Morning Report: 4 January 2017
4th January 2017 By: Ranko Berich
GBP Sterling is mostly weaker this morning, although it has managed to pare yesterday’s losses against the dollar. British’s EU ambassador Sir Ivan Rogers resignation yesterday caught the country off guard, and the general perception is that the move weakens the UK’s negotiation power with Brussels, just a few weeks before the Brexit talks kick off. The ambassador decided to leave as he felt that his repeated warnings in relation to the complexity of the Brexit negotiations were broadly ignored by 10 Downing Street. As a result, Theresa May needs to find not only a good delegate to carry on the negotiations, but one whose stance is more pro-Brexit yet still knows the entrenched interconnections of the European Union. In other news, the construction PMI was released earlier today, showing a robust and accelerated upturn in new work. The output grew at the fastest pace since March 2016, although cost inflation levels are at the highest level since 2011.

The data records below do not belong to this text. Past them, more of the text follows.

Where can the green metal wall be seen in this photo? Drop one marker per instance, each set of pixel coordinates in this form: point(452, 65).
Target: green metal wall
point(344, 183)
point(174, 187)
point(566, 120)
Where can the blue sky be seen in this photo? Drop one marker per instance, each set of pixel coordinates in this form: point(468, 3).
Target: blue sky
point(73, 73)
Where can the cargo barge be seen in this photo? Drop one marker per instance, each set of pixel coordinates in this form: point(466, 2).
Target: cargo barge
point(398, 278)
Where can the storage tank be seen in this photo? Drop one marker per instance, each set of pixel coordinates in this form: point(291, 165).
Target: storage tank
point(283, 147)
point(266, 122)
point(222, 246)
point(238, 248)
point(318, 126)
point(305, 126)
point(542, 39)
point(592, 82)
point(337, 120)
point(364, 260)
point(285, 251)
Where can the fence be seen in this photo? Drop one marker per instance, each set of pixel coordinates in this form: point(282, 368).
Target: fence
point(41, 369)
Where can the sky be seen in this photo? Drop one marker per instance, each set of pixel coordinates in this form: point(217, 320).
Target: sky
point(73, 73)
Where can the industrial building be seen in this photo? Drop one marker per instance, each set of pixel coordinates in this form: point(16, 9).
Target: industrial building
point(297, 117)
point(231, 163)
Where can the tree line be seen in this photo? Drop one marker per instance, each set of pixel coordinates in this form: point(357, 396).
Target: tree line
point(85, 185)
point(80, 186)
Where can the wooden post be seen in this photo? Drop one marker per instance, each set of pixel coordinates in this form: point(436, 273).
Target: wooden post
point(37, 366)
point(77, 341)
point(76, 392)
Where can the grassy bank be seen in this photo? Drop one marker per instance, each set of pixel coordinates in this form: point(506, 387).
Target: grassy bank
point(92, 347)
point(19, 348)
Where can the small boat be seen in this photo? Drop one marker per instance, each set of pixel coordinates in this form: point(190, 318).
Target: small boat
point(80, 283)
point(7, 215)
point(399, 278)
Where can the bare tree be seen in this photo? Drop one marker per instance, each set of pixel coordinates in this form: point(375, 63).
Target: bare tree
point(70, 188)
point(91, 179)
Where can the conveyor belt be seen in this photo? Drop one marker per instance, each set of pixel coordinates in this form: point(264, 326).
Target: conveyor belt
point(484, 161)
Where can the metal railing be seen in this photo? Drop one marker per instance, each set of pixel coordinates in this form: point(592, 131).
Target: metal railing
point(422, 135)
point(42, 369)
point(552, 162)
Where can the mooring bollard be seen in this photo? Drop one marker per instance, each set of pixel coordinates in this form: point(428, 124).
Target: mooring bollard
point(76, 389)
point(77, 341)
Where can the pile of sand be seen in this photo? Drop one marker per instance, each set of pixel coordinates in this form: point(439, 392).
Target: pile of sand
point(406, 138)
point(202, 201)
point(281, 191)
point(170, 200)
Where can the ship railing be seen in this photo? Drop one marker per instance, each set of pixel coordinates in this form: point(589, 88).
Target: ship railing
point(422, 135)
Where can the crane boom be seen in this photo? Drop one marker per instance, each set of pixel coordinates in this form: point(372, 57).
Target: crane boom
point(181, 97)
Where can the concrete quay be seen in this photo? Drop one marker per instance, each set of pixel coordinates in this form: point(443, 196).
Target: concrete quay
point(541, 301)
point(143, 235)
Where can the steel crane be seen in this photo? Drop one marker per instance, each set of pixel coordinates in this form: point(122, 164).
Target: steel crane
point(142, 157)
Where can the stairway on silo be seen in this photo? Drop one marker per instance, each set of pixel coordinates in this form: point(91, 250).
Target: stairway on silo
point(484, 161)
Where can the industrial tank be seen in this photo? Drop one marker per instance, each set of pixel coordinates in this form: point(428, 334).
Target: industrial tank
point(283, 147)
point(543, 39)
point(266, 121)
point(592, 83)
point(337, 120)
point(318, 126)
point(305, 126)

EUR The euro remains a mixed bag despite of positive data in the Eurozone. Yesterday’s better-than-expected manufacturing PMIs showed a fast-growing sector in the single currency area, where France and Germany both showed growth at multiyear highs; today’s services PMIs also beat expectations. Spanish unemployment decreased in December by 86.800, almost double than expected and closing 2016 with a 19.2% unemployment rate, down from 23.6% in April. Germany’s inflation rose a whopping 1.7% year-on-year in December, the quickest pace in three years, propelled by food prices and fuel. All considered, the latest bout of eurozone’s data suggest that the economy is entering 2017 in good shape. The eurozone’s inflation data is released at 10.00 GMT today, and expectations show increased price pressure from higher fuel prices in December.
USD The dollar is taking a breath after the dollar index DXY, which measures the buck against a basket of currencies, reached yesterday a 14-year high. The dollar was favoured by strong economic data and a rally of US equities on the opening of the US session, at the same time that European government bonds were falling sharply (probably due to the jump in German inflation growth). EURUSD touched its lowest level since 2003 but bounced back afterwards. Today’s data includes a number of important releases: Friday’s private estimate of Non-Farm Payrolls by ADP at 13.15 GMT, Unemployment Claims at 13.30, and Markit and ISM services PMIs at 14.45 and 15.00 respectively.
CAD The loonie has reached a 2-week high against the dollar this morning, favoured by positive data and crude oil prices expectations. The rally of the dollar yesterday sent crude oil prices lower, but this should not change the outlook for crude oil in the short-term. The RBC manufacturing PMI, published yesterday, showed a slight improvement. No data will be released today in Canada, but North America’s crude oil inventories will be released in the US at 16.00.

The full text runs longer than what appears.